I didn’t exactly need an Office upgrade on my home PC, but I’m not going to turn down free.
Hah, I thought. What a bunch of crap. I bet it sucks.
I booted up my hacked-together Android-based netbook and used the generic, built-in browser to head over to Office365. I logged in and clicked on a file I’d recently edited and saved to SkyDrive.
There was a bit of delay, but only just a bit. Then I was typing into a Word document complete with the ribbons and all the expected behaviors. It honestly felt like I was using a slightly slower version of the desktop client, but it lives in the browser. This was on a machine can barely chug through Angry Birds without glitching the GPU. Almost no Android software can run on it because it’s not ARM-based. I opened an Excel document and began editing that. It was very snappy. I was very surprised.
When you access Office365 in this fashion, the page streams only the functionality as you need it, which means there’s a slight delay the first time, and almost none each subsequent time.
There’s a lot I don’t know, being at the start of this exploration. SharePoint is still part of the suite, so it’s not all sunshine and roses. For years, I’ve tried to love this thing and give it the benefit of the doubt. It runs our nonprofit’s intranet and has ended up being a glorified document portal, though IT does use something called Footprints to manage tickets. Whatever other uses it’s there for, I wouldn’t know. I do know that it has a dense and obtuse interface that appears to have been developed by people who hate you.
I’ve also been playing with Outlook.com because, very much to my surprise, the interface is much cleaner than Gmail‘s. That said, Outlook (the application and something separate) is still annoying. In the past, it’s been frustrating back-end stuff. 2 Now it’s the baffling fact that there’s no synchronization with Outlook.com. When you open up the client, it won’t reflect what you have already read via web-interface and vice versa. Create all the rules and folders you like, they won’t match up. That does not compute.

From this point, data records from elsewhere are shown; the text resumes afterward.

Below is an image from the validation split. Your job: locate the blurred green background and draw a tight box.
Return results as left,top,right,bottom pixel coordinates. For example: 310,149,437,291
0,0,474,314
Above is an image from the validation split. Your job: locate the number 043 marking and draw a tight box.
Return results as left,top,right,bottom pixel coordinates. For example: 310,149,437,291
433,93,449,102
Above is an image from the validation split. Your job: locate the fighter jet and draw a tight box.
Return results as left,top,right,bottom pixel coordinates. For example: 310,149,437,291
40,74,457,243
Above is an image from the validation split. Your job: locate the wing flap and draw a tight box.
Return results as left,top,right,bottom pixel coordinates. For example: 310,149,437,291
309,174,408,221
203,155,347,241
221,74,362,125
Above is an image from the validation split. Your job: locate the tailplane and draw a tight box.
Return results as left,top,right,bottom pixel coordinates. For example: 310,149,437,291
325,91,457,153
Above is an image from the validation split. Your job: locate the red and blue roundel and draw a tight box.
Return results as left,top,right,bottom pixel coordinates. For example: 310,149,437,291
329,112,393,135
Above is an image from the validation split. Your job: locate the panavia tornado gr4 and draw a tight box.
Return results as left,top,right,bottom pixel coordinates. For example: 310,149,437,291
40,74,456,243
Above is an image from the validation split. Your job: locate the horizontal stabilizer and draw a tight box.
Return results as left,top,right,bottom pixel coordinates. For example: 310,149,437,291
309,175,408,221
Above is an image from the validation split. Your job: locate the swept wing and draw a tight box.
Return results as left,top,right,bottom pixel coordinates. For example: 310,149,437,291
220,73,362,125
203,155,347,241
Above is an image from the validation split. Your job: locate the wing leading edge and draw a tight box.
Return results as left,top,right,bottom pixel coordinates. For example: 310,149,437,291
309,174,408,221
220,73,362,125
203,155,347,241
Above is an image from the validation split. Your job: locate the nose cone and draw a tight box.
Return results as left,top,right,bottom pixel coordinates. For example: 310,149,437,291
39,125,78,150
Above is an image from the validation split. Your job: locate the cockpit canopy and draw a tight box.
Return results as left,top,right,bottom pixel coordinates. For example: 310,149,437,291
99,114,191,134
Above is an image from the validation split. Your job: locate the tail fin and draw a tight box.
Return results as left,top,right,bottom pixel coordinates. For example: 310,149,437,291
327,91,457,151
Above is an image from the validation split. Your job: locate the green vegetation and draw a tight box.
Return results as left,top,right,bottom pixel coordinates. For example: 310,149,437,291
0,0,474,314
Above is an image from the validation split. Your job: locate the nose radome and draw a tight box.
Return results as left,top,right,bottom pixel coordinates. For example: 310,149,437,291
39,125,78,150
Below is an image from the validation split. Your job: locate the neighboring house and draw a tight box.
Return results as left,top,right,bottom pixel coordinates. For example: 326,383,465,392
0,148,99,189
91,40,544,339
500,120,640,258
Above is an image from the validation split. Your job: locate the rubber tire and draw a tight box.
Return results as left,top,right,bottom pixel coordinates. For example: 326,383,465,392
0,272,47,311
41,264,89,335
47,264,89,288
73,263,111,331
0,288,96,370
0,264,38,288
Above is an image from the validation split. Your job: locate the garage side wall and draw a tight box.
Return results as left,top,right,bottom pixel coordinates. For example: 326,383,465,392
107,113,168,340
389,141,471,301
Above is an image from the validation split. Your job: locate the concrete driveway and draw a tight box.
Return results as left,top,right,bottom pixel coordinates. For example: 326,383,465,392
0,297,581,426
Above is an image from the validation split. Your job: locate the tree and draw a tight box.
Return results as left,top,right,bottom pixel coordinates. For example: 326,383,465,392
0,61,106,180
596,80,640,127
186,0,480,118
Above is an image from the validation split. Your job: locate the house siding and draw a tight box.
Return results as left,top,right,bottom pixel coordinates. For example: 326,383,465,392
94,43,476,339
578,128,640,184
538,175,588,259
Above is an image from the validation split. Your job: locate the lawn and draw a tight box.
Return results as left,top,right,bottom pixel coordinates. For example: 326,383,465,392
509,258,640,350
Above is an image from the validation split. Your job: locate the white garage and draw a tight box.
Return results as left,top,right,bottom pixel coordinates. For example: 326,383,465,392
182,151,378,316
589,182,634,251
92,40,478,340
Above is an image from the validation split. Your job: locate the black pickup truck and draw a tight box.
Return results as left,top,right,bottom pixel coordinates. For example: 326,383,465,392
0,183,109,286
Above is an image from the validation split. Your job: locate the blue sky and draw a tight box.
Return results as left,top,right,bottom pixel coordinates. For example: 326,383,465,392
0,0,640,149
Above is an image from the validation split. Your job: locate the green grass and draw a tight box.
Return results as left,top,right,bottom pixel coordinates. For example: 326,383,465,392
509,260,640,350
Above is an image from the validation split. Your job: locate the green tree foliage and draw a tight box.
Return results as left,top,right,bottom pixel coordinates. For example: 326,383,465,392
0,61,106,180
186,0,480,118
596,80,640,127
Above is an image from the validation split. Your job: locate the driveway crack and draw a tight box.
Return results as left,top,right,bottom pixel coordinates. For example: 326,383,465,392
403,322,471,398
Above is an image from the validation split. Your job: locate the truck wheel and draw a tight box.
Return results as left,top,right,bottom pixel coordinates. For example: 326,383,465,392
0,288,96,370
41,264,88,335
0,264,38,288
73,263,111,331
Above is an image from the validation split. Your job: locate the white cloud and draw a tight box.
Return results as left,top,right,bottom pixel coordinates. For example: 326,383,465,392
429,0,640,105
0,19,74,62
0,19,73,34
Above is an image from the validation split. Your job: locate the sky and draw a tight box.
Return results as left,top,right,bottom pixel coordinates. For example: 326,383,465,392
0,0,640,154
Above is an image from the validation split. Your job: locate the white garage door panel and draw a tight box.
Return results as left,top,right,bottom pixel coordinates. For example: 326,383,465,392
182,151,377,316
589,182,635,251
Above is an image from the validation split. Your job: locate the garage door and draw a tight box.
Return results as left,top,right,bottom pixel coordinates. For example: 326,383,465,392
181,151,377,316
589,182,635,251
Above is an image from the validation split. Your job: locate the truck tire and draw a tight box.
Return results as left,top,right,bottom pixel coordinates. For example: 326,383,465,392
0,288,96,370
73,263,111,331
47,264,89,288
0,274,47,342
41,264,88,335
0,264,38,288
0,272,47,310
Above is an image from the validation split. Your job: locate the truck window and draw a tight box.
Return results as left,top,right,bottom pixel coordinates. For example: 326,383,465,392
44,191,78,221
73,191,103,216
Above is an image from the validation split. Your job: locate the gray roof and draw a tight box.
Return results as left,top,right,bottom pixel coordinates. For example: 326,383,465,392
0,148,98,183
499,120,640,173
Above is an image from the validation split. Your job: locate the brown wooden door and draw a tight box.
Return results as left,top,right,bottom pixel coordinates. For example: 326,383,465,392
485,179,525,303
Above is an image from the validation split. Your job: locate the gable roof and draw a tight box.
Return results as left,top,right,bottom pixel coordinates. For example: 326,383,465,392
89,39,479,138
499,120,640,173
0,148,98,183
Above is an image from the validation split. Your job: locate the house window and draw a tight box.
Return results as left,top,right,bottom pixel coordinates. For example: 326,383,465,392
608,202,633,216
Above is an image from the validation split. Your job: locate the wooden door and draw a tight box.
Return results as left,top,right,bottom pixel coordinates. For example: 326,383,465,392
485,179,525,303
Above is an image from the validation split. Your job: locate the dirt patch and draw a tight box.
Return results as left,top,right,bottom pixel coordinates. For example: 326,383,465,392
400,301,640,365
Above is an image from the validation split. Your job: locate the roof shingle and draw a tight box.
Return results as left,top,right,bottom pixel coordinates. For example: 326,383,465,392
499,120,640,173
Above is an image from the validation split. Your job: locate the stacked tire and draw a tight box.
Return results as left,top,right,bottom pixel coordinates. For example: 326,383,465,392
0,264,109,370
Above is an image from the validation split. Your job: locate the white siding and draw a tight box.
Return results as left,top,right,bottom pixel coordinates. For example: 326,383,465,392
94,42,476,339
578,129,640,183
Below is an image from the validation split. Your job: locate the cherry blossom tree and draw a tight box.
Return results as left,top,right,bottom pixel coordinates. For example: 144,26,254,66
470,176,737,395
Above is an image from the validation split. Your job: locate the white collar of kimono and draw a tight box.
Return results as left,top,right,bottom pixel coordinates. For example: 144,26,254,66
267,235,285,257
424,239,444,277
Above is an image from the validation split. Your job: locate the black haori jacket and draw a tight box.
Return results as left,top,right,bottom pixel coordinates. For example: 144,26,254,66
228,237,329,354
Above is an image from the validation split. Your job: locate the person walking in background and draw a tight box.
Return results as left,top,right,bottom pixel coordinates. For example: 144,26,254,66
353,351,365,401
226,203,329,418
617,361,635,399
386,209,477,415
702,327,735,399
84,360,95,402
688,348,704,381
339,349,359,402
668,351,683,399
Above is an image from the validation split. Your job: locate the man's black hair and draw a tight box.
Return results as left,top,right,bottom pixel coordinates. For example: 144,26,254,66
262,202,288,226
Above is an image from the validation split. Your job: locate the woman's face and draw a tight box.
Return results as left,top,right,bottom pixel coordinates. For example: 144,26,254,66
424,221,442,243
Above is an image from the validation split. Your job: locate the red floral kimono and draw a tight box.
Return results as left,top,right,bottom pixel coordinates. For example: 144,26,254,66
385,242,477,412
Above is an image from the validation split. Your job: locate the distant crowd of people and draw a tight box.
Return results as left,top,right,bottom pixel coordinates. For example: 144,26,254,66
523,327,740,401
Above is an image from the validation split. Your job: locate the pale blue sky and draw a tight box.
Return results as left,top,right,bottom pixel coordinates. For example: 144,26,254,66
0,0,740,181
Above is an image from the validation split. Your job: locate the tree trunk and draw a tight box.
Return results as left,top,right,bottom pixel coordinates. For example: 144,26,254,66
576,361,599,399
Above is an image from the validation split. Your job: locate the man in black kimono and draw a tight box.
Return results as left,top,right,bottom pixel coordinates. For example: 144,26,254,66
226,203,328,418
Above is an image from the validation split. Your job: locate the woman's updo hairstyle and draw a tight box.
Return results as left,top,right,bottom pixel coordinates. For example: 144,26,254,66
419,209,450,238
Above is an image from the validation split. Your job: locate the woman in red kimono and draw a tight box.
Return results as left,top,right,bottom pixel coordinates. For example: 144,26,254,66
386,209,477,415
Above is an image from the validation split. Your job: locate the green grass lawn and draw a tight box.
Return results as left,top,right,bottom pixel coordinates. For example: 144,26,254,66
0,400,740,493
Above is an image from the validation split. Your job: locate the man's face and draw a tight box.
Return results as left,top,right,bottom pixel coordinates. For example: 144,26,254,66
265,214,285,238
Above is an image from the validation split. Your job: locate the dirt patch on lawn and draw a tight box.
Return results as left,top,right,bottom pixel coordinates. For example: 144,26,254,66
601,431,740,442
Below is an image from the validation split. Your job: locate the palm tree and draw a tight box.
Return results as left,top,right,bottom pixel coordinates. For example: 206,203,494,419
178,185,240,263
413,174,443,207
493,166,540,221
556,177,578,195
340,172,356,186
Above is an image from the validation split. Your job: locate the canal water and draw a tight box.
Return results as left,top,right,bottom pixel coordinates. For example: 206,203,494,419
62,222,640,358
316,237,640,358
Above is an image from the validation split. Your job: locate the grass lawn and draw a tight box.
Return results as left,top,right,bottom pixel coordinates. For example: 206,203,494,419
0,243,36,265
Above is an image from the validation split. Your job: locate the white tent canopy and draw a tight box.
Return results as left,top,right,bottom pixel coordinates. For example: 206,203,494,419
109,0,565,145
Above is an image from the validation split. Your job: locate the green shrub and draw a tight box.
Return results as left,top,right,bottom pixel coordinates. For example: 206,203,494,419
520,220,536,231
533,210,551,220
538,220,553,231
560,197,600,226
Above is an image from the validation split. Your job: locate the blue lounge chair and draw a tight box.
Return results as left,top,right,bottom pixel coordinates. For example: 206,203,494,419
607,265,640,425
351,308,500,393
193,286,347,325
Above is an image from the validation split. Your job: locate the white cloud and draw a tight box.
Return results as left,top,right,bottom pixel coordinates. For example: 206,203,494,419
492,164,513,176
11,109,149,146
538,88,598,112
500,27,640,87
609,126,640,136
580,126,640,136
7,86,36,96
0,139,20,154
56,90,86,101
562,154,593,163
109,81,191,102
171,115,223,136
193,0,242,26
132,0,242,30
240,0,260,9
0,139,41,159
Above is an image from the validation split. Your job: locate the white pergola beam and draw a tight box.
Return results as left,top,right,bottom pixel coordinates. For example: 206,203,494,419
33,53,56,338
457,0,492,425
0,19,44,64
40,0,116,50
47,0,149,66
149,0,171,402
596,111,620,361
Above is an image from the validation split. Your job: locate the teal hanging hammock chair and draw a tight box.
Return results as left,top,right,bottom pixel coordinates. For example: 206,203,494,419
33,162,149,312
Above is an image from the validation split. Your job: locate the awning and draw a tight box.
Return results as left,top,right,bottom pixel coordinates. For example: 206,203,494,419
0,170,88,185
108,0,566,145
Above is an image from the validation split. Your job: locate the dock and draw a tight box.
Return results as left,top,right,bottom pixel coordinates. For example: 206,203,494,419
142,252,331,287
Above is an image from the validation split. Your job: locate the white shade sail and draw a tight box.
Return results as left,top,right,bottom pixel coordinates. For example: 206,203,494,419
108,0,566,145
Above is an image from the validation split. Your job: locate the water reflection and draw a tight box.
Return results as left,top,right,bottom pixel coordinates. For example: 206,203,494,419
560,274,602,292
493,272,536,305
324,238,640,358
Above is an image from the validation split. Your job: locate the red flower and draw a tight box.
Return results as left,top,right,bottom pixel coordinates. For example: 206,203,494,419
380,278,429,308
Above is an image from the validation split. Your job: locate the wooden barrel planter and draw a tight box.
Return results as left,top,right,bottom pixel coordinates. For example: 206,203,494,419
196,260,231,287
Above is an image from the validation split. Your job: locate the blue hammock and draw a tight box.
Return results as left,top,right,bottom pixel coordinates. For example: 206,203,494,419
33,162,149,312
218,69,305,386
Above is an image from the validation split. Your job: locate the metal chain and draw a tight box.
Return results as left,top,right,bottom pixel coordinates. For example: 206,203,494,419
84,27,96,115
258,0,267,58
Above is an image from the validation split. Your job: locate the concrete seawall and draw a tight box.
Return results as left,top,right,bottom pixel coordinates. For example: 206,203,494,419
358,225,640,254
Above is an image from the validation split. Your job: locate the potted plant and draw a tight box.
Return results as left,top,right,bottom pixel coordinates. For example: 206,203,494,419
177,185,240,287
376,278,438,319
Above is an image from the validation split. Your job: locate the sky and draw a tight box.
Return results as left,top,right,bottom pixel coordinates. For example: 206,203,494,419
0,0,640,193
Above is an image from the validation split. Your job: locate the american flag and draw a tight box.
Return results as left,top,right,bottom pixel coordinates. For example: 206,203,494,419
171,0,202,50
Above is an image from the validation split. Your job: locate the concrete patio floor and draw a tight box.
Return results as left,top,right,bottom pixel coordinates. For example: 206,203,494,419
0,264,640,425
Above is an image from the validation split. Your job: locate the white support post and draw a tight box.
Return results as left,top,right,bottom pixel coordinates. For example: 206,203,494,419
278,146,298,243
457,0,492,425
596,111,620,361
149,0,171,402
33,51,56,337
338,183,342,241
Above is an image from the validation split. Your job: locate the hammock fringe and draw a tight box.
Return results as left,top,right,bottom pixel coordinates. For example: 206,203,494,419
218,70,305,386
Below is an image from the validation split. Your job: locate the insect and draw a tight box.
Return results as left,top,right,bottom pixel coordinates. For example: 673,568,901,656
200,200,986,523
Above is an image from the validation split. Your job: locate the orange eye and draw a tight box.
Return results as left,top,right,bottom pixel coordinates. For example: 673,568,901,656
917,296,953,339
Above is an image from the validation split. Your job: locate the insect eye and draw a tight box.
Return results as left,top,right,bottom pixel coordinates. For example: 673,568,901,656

As noted, all this stuff is a service. It costs $99/year for personal use, which is considerably more than Google’s $0/year. So I guess it comes down to how much you value Office’s additional functions. Even if Google Docs’ feature-set doubled right now, it’d still have a way to go before matching what Word can do. But then I think about how most people do not need most of what Word offers them. But can Google’s new Vault compete with OneNote? An internal debate ensues.
I do need more than what Google offers me. In the print-on-dead-trees dance-off, Word wins handily. That still comes up a lot. Avery labels, anyone? Putting this or that particular function aside, though, I’m left with the single best reason: I need to be productive offline. That my editing experience can be identical in both places is the most appealing thing of all.
I think it’s time to see if Windows 7 can be installed on my netbook.